Es la serie favorita de Obama. Y Rodrigo Fresán, junto a otra legión de fans, la considera la mejor de la historia. Vargas Llosa, sin susto alguno, la comparó con las grandes novelas decimonónicas –Dickens, Dumas– que se publicaban por entregas en los periódicos europeos de la época. Y el comediante islandés Jón Gnarr, que fuera elegido alcalde de Reykjavik en 2010, dijo que no pactaba con ningún partido político cuyos miembros no hubieran visto las cinco temporadas de The Wire.

Que todos hiciéramos caso a Gnarr, sería un gran ejercicio de saneamiento. Después, si persistimos en la tozudez y nos negamos a aplicar las verdades universales de la serie a nuestro entorno particular, deberíamos al menos poner en entredicho el acto de soberbia que supone interpretar realidades ajenas a través de nuestros credos locales. No solo en el caso de Baltimore, sino en cualquier otro.

Por lo que me enseñaron Simon y Burns, hoy, en Baltimore, detrás de los cascos de policía hay tantos gentiles como verdaderos hijos de puta entre los ciudadanos sublevados.

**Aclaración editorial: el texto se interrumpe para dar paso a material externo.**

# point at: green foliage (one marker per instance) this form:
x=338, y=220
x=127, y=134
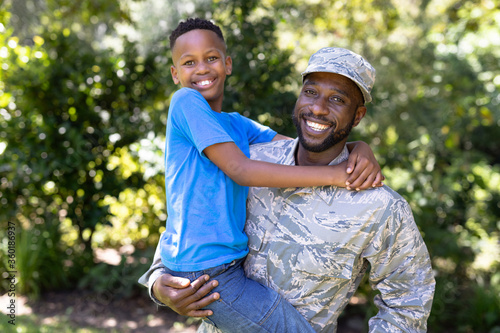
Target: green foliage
x=120, y=281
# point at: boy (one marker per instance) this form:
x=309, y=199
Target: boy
x=207, y=174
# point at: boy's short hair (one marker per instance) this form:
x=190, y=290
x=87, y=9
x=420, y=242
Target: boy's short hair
x=193, y=24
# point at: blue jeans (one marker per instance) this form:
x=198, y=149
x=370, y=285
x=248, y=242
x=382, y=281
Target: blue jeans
x=246, y=305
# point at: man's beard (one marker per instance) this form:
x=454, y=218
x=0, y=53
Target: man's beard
x=330, y=141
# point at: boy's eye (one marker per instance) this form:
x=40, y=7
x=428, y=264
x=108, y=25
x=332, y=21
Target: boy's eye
x=337, y=99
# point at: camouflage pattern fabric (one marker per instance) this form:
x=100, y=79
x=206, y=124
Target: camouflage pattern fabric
x=344, y=62
x=313, y=245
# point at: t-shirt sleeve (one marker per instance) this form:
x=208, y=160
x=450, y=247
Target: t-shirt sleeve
x=192, y=117
x=257, y=133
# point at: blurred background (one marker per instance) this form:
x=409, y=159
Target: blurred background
x=84, y=94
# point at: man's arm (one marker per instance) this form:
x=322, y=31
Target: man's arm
x=177, y=293
x=401, y=270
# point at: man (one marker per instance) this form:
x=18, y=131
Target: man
x=313, y=245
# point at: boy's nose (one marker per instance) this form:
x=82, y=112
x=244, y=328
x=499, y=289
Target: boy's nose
x=202, y=68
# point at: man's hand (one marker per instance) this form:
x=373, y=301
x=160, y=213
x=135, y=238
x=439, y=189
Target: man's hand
x=363, y=167
x=184, y=297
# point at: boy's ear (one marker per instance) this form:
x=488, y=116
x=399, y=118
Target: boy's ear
x=229, y=65
x=173, y=71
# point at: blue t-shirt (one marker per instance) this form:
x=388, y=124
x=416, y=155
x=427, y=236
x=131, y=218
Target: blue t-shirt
x=206, y=209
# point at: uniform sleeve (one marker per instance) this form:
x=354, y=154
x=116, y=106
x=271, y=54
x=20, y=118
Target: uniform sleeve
x=191, y=117
x=257, y=133
x=401, y=270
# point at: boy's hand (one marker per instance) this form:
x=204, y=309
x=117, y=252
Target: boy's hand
x=184, y=297
x=363, y=168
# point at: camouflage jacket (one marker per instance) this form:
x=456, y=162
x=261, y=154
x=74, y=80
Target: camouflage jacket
x=313, y=245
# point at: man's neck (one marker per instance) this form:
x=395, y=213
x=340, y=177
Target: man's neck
x=304, y=157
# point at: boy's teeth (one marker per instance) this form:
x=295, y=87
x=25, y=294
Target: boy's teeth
x=316, y=126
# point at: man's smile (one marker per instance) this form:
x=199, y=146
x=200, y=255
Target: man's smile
x=204, y=83
x=317, y=127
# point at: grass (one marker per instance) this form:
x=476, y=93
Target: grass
x=34, y=324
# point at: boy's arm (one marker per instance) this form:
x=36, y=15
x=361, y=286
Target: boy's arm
x=177, y=293
x=246, y=172
x=362, y=164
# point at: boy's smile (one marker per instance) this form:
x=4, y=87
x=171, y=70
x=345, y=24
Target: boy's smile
x=200, y=63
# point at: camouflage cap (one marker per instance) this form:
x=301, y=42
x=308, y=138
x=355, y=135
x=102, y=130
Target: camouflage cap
x=344, y=62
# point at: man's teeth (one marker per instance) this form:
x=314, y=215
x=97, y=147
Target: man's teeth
x=204, y=83
x=316, y=126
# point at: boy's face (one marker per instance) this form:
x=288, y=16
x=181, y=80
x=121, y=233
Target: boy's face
x=200, y=63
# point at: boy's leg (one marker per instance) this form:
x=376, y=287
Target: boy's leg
x=248, y=306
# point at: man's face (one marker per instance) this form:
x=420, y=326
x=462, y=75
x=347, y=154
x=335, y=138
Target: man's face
x=200, y=63
x=329, y=105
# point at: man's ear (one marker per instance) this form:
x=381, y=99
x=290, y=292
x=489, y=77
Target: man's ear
x=360, y=113
x=173, y=71
x=229, y=65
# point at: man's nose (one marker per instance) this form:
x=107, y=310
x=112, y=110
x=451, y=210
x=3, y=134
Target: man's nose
x=318, y=107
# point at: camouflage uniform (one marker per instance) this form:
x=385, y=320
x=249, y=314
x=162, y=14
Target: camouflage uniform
x=313, y=245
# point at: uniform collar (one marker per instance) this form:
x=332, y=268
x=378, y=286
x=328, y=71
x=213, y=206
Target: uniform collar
x=326, y=193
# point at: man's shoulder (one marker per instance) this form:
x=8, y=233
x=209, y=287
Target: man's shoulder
x=274, y=151
x=387, y=197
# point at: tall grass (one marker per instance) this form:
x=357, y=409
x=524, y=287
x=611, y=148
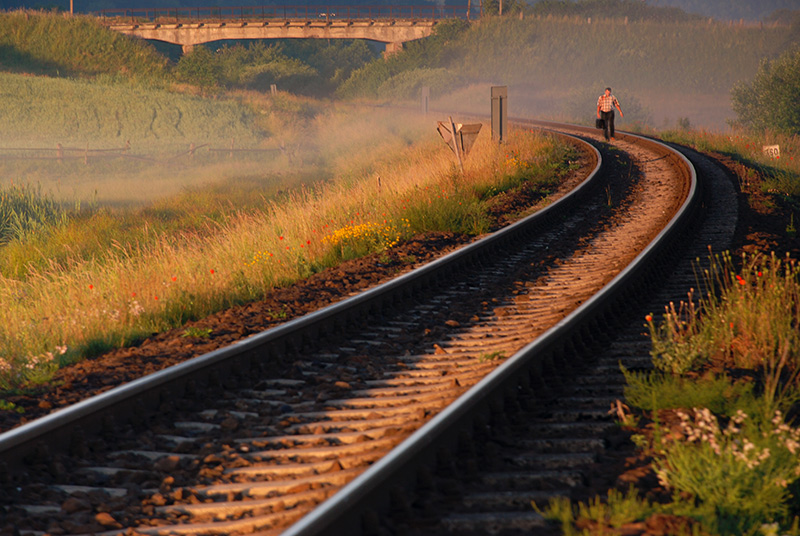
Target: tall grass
x=24, y=211
x=721, y=403
x=58, y=44
x=88, y=303
x=107, y=115
x=549, y=52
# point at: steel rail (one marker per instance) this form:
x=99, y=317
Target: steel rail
x=341, y=514
x=54, y=431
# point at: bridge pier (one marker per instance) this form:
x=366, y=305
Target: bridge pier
x=392, y=48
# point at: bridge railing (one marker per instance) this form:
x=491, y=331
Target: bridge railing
x=304, y=13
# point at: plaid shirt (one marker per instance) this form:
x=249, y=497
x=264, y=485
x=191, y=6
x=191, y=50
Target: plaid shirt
x=607, y=102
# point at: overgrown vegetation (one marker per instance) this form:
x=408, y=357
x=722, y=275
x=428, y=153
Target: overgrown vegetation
x=727, y=366
x=55, y=44
x=770, y=101
x=134, y=274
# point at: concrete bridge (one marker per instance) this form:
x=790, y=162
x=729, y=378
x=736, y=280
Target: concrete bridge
x=393, y=25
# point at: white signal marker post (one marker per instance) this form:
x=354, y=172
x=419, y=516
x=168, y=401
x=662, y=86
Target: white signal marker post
x=499, y=112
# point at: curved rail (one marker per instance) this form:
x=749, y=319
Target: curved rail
x=370, y=491
x=55, y=429
x=341, y=511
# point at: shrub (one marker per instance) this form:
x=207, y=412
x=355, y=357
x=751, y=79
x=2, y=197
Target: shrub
x=24, y=210
x=770, y=100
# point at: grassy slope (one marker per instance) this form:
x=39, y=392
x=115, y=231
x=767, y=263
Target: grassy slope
x=557, y=65
x=59, y=45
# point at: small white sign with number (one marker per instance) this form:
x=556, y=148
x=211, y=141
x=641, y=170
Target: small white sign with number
x=772, y=151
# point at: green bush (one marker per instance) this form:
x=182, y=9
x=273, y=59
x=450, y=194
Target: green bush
x=770, y=101
x=23, y=210
x=200, y=67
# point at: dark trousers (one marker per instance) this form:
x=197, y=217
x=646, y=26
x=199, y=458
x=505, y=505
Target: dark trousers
x=608, y=129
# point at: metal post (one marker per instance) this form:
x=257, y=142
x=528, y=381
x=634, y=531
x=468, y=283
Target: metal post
x=456, y=145
x=499, y=112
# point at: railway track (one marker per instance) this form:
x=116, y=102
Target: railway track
x=338, y=407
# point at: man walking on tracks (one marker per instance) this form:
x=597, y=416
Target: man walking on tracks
x=605, y=111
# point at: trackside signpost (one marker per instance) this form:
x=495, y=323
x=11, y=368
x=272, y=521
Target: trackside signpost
x=459, y=137
x=499, y=112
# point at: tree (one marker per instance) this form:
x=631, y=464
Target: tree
x=771, y=102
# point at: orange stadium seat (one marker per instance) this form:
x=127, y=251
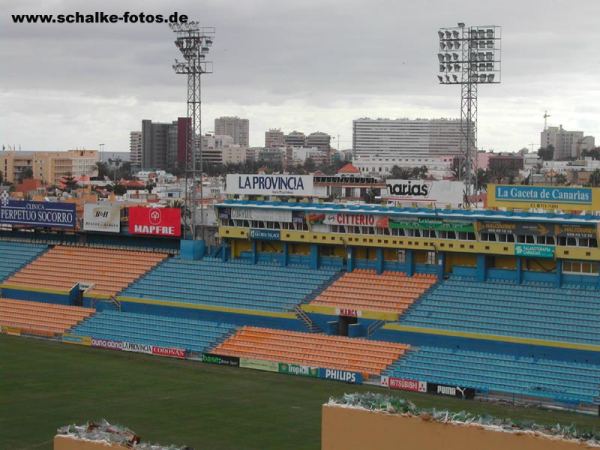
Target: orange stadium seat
x=365, y=290
x=333, y=352
x=109, y=270
x=43, y=319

Obvio que más de un despropósito histórico –la larga historia de racismo en Norteamérica– ronda y define los sucesos de los últimos días, pero no estamos ante una ecuación cerrada que justifique, solo con ello, al sujeto preciso, concreto y específico que acomete el acto preciso, concreto y específico de apedrear una vidriera, quemar el auto de un ciudadano blanco, por el simple hecho de ser blanco, o mandar directo a terapia a un teniente cualquiera.

Hay, en The Wire, policías magníficos y completamente verosímiles como Howard Colvin, Jimmy Mc Nulty o Lester Freamon, personajes que posiblemente cuenten, ahora mismo, con sus respectivas réplicas trasegando por el agitado oeste de Baltimore, una ciudad que no vivía revueltas similares desde 1968. El año top si de revueltas se trata.

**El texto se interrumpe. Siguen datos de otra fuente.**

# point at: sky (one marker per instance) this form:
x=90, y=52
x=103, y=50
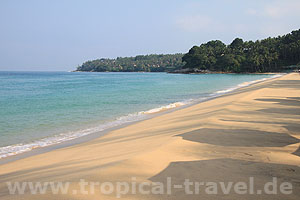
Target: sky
x=59, y=35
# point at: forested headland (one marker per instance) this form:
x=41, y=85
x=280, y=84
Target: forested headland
x=268, y=55
x=141, y=63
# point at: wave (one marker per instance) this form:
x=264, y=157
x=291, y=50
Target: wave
x=56, y=139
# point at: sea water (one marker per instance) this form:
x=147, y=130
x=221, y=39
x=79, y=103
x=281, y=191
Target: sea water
x=39, y=109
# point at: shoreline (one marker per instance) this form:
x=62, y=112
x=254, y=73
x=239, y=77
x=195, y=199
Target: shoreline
x=250, y=132
x=95, y=135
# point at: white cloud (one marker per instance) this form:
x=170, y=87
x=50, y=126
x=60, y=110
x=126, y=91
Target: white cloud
x=276, y=9
x=195, y=23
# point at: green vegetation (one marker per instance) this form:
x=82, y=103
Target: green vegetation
x=268, y=55
x=147, y=63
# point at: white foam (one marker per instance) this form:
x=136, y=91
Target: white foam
x=56, y=139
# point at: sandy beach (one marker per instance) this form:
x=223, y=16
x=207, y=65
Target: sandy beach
x=251, y=132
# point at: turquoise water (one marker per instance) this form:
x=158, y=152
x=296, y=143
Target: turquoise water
x=42, y=108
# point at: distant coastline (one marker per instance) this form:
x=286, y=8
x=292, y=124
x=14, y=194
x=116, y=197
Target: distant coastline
x=278, y=54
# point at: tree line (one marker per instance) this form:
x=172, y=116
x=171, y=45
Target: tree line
x=267, y=55
x=140, y=63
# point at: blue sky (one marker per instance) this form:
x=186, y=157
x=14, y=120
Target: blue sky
x=58, y=35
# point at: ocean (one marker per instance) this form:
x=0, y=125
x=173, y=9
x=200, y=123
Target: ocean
x=39, y=109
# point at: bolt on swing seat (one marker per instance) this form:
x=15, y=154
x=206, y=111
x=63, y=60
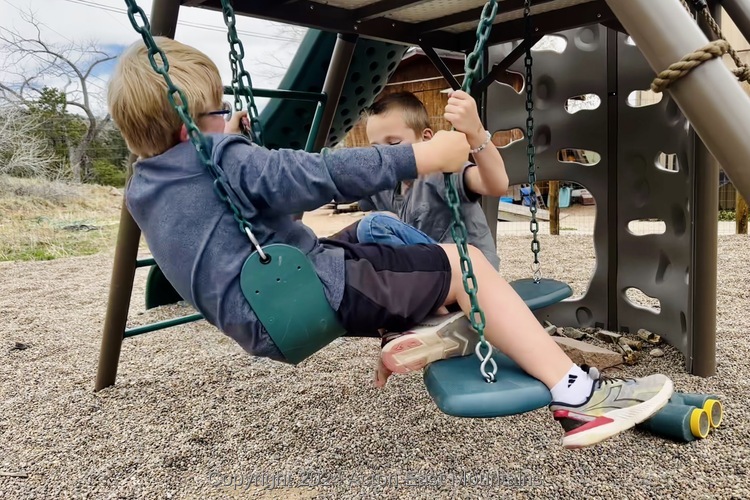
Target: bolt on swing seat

De hecho, uno de las mayores virtudes de The Wire es que no se conforma con términos medios, como lo sería, sin dudas, repartir la villanía entre el cuerpo de policías. En el artículo titulado Los dioses indiferentes, publicado en El País, Varga Llosa decía: “Lo primero que sorprende es que la televisión de Estados Unidos –la HBO en este caso– haya producido un serial que critica a la sociedad y a las instituciones de ese país de una manera tan feroz. Probablemente en ningún otro hubiera sido posible; pero, esto no es novedad, pues tanto en el cine como en la televisión norteamericanos es frecuente esa visión destemplada y beligerante de sus políticos, empresarios, jueces, carceleros, banqueros, militares, policías, sindicalistas, profesores, etcétera. La diferencia es que aquellas críticas suelen ser individualizadas: son sujetos concretos los que se corrompen y delinquen, excepciones negativas que no afectan la esencia benigna del sistema. En The Wire ocurre al revés; es el sistema mismo el que parece condenado sin remedio, pese a que algunos de quienes trabajan en él sean gentes de buena entraña y hasta heroicos idealistas…”

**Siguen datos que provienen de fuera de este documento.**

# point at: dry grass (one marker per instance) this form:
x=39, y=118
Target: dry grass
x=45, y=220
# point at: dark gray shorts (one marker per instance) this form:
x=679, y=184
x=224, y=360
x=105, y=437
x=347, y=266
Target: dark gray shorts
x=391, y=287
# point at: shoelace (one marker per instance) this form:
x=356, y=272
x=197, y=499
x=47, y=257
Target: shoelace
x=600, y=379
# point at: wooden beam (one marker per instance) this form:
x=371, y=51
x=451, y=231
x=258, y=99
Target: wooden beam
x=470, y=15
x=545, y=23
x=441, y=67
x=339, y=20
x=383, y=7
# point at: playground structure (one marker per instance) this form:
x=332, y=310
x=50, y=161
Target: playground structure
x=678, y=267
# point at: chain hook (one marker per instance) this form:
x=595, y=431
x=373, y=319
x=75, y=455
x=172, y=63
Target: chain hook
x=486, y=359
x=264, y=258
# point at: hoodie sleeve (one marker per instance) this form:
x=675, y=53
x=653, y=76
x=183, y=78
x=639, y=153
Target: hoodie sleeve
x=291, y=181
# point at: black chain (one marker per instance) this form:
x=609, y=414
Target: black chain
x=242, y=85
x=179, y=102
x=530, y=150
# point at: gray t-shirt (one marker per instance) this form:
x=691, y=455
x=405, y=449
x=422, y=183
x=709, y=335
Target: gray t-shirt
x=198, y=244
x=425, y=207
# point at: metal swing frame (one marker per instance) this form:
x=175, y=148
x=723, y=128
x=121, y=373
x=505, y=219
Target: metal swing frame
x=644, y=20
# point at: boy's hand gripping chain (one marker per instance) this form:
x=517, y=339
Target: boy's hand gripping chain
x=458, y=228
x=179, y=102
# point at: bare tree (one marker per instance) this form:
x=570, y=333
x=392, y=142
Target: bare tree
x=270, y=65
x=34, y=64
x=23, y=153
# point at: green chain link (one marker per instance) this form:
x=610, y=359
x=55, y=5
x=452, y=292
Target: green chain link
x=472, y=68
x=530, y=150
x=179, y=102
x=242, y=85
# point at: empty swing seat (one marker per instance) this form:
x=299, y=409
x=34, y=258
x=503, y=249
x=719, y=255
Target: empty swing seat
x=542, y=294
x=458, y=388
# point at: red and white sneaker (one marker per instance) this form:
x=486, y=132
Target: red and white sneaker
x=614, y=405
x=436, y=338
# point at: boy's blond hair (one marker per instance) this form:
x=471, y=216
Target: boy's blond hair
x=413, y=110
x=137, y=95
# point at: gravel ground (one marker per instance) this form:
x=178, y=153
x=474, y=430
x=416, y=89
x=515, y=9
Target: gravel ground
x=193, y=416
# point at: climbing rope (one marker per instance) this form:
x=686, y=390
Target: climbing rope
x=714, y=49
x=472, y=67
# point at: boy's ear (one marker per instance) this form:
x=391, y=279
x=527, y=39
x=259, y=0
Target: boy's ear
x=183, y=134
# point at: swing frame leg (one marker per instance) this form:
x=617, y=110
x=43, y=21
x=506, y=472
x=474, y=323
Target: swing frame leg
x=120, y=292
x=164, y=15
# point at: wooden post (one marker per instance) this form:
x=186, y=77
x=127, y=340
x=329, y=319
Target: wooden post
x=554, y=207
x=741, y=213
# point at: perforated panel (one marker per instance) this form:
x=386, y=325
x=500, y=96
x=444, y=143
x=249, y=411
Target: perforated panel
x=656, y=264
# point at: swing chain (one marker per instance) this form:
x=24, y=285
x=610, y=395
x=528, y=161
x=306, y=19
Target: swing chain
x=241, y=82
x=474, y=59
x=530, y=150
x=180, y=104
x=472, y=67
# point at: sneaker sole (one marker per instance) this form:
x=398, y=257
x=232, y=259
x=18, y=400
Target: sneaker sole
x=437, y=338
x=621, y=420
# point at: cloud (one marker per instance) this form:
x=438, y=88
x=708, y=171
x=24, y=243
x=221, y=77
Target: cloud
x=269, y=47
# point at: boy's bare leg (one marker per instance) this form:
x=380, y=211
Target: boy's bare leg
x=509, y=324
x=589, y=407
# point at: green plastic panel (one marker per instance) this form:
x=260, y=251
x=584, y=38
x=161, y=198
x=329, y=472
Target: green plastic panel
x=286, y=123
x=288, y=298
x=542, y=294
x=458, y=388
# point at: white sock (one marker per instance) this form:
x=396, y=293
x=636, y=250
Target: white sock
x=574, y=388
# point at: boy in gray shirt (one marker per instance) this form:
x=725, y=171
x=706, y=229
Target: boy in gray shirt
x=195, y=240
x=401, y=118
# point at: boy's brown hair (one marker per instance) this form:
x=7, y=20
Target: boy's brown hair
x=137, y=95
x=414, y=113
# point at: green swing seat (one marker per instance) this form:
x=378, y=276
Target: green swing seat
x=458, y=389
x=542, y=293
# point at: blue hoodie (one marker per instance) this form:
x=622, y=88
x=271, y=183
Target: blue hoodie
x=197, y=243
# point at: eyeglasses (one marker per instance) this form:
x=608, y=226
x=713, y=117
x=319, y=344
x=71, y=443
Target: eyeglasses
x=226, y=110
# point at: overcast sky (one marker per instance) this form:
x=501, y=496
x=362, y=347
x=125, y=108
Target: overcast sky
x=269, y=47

Siendo literatura en estado puro, The Wire es también, sin despeinarse, una denuncia envenenada de la entraña capitalista. Pero es, ante todo, literatura. De ahí que Pryzbylewsky, el entrañable personaje que al principio es policía y luego profesor de matemáticas, y que primero nos despierta ira y luego ternura, diga lo siguiente: “Nadie gana. Un bando pierde más lentamente.”